Measuring Cluster Performance

Attempting to come up with a realistic distributed benchmark that includes not only the hardware but the also the software such as the scheduler, the data plane and internode communication

Measuring Cluster Performance

I’m trying to do something a bit silly. Again.

I want to measure the performance of a HPC system (full on supercomputer, tiny Beowulf cluster, whatever) that includes the impact not only of the hardware but of all the software that makes it go.

I know we already have HPL, the most useful benchmark in HPC if not the world, but that rather cunningly manages to evade having to use much else apart from MPI.

Somewhat in the spirit of COREx, I want something that is representative of real systems, so it needs to include an actual scheduler and all the related duct tape and string that goes with it. Here’s the tricky bit though: It also needs to be able to swap out the scheduler and various bits of string.

My initial aim is to do this using COREx as the workload but the engineer in me is already trying to generalise the solution to swap in any workload.

Of course, the problem is compounded by the fact that the amount and shape of tape and string needed varies rather a lot.

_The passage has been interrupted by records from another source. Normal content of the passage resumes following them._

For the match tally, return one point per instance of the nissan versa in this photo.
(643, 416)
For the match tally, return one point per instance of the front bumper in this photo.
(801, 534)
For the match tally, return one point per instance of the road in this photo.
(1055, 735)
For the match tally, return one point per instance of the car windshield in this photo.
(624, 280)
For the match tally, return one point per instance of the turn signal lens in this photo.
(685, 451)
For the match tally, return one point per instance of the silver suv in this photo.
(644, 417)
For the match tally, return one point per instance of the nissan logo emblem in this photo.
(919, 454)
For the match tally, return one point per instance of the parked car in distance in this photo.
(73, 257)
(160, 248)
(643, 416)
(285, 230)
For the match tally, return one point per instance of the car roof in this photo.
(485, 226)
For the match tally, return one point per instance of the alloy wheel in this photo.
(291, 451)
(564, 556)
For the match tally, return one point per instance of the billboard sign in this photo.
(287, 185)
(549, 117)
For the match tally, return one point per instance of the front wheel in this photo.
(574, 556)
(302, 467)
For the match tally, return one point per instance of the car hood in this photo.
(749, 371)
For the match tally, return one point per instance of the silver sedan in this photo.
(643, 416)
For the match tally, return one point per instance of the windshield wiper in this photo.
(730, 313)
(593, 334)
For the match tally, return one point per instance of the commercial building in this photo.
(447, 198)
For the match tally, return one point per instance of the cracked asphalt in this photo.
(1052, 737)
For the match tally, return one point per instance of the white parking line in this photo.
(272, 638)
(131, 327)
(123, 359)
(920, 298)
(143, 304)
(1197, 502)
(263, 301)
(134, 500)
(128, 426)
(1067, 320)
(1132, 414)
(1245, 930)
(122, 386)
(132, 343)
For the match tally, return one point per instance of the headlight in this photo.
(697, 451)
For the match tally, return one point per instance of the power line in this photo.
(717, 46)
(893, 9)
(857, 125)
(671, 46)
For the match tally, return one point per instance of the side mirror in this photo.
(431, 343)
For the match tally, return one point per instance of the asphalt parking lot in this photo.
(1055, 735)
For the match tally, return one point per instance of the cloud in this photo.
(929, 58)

For example, something like IBM Symphony natively has the ability to pass data to the workload and has a client API. Swap that out for Flux and perhaps I could use Flux KVS to pass around some of that data but I’d need a bit more tape to do it. Plus, I’d need to install and use the Flux REST API. Swap it for Slurm and I probably need to pull in a KV cache too, I think?

All of the above is eminently possible, but not trivial. Leaves me wishing we’d already achieved some of our aims of Supercomputing Strategy Group!

In all of this, I do have a question for you. Especially those of your responsible for delivering HPC platforms to your users. How important is it that the cluster benchmark be truly representative? What parts of your stack would you want to swap out and measure the impact on performance? Where can we compromise and standardise?